Deryn se quedó mirando fijamente a la bestia, preguntándose si habría oído bien, ¿el Sultán? ¿El hombre que gobierna todo el maldito Imperio otomano?

—Le he dicho al señor Rigby que lo libere de sus obligaciones —prosiguió el lagarto—. Reúnase conmigo en el campo de aterrizaje al mediodía y asegúrese de ir impecablemente vestido.

Deryn tragó saliva.

—Sí, señora. Allí estaré. Fin del mensaje.

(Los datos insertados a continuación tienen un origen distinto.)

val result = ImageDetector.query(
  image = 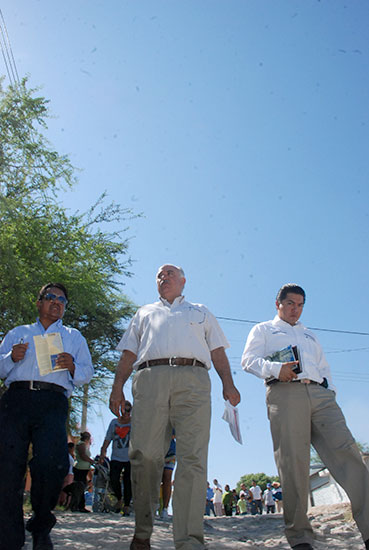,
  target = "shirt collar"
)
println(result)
[273,315,304,328]
[36,317,63,332]
[159,296,184,309]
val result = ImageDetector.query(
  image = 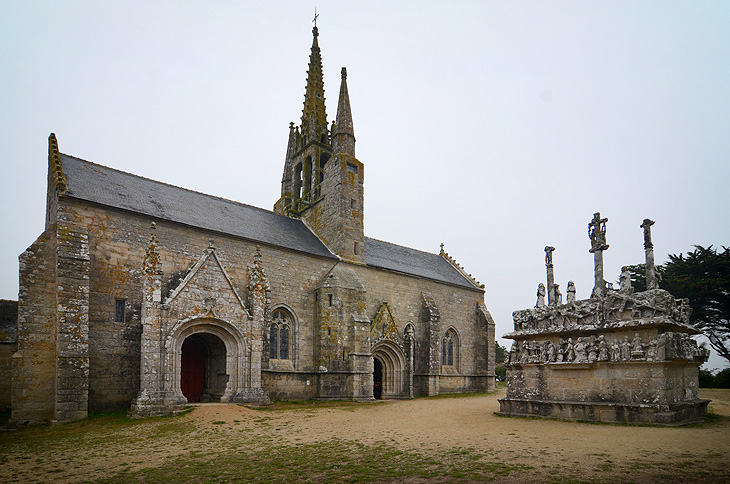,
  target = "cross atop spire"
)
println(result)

Cuando la bestia se marchó rápidamente, cerró los ojos y maldijo en voz baja. Ni siquiera tenía un uniforme de gala que ponerse, al menos no desde el día anterior. Deryn se había quitado la chaqueta antes de saltar a la trompa del Dauntless, pero su única camisa de gala aún estaba manchada de rojo intenso por la bomba de especias. Incluso después de lavarla dos veces, la camisa seguía desprendiendo un olor lo suficientemente fuerte como para hacer estornudar a un caballo muerto. Tendría que pedirle prestada una a Newkirk y eso significaba tener que hacer algún arreglo con su costurero.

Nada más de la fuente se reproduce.